Belmonte apresenta ainda Aurora 15, uma incursão pelas veredas da fantasia, protagonizada por Carolina Dieckmann e Marjorie Estiano.

Na história, um jovem casal muda-se para a casa dos seus sonhos. Quando estão prestes a assinar o contrato com a mediadora, um homem e a sua filha adolescente invadem o espaço, alegando estar a ser perseguidos por dois indivíduos armados que pretendem matar a rapariga. Pouco depois, os dois homens também chegam, afirmando que precisam desesperadamente de a capturar antes que anoiteça. A noite cai — e a jovem já não tem forma humana.

Na entrevista que se segue, Belmonte — vencedor do Festival do Rio de 2008 com Se Nada Mais Der Certo — partilha com o C7nema as descobertas feitas com esta tríade de filmes.

Tem três longas nesta Mostra, criadas em momentos diferentes, mas que dialogam entre si na construção da sua identidade autoral. O que é que essas três produções marcam da — e na — sua história como realizador?

Esses três filmes marcam pontos distintos de um mesmo mapa afetivo.

Foram feitos em tempos diferentes, mas talvez todos falem da mesma coisa: personagens que tentam existir e compreender a realidade num mundo que muda mais depressa do que conseguimos decifrá-lo. Cada um carrega uma etapa do meu próprio olhar: o impulso do improviso, o desejo de pensar em estruturas e o prazer de descobrir o filme enquanto ele acontece. Vejo neles um percurso de aprendizagem — e também alguns desapegos. Hoje, interessa-me o equilíbrio entre a vibração do instante e o entendimento da forma.
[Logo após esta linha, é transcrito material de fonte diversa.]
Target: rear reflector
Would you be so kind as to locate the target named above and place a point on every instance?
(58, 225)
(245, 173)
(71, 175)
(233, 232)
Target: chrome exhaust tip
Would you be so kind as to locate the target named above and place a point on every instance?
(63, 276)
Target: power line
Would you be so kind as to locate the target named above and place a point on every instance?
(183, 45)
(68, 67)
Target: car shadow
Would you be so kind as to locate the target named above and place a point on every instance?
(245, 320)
Que Brasis se refletem nessas histórias e até que ponto diferem — ou se aproximam — do Brasil que o formou?

São muitos Brasis, e todos inacabados. Há o país da sobrevivência, o da ironia, o das diásporas e o do absurdo — talvez o mais honesto de todos. O Brasil que me formou era o da transição democrática, um lugar que acreditava que o futuro seria um território conquistado pela imaginação. O que filmo hoje é um país em crise, mas também o país que aprendeu a rir diante do colapso, que se observa à distância, como estrangeiro na própria terra, e que encontra sentido — e poesia — no caos. Acho que continuo a tentar compreender como seguimos em frente mesmo quando tudo insiste em parar.
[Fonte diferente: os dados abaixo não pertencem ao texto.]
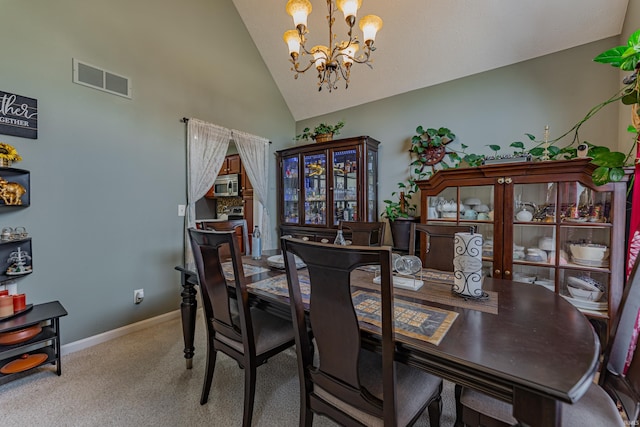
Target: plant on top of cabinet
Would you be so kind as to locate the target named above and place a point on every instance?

De que forma o diálogo com as narrativas de género se ampliou no seu percurso recente?

Sempre gostei da ideia de tensionar o género, de o usar como lente e não como fórmula. O terror, o thriller, a comédia — todos me interessam quando revelam a realidade pelo avesso. O género, no fundo, é um disfarce que permite falar de coisas muito íntimas sem parecer solene. É uma roupa que a história veste. Hoje, sinto que a minha relação com o género se tornou mais livre: já não é apenas seguir códigos, mas encontrar um tom. O cinema é o lugar onde o risco vale a pena, e o género é o campo onde posso arriscar, experimentar e comunicar-me com muita gente ao mesmo tempo.
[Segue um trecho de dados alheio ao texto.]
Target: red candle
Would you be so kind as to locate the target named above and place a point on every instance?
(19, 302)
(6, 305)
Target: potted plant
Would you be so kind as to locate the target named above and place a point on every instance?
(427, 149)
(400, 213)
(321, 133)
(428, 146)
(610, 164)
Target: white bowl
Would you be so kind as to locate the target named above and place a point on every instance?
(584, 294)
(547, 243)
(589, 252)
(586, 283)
O que vem a seguir, em 2026?

Neste momento, estou a rodar a minha segunda coprodução internacional, Justino, e preparo projetos que venho a acalentar há muito tempo e que, finalmente, devem concretizar-se no próximo ano. É sempre difícil falar antes da hora — aprendi que, no cinema como na vida, é arriscado ter planos demasiado bem traçados —, mas posso dizer que são filmes que continuam nesse território entre o real e o improvável, entre o riso e o abismo. Lugares onde nem sempre me sinto em casa — e isso é bom. O cinema tem sido uma ferramenta para a vida, para expandir as minhas fronteiras e universos.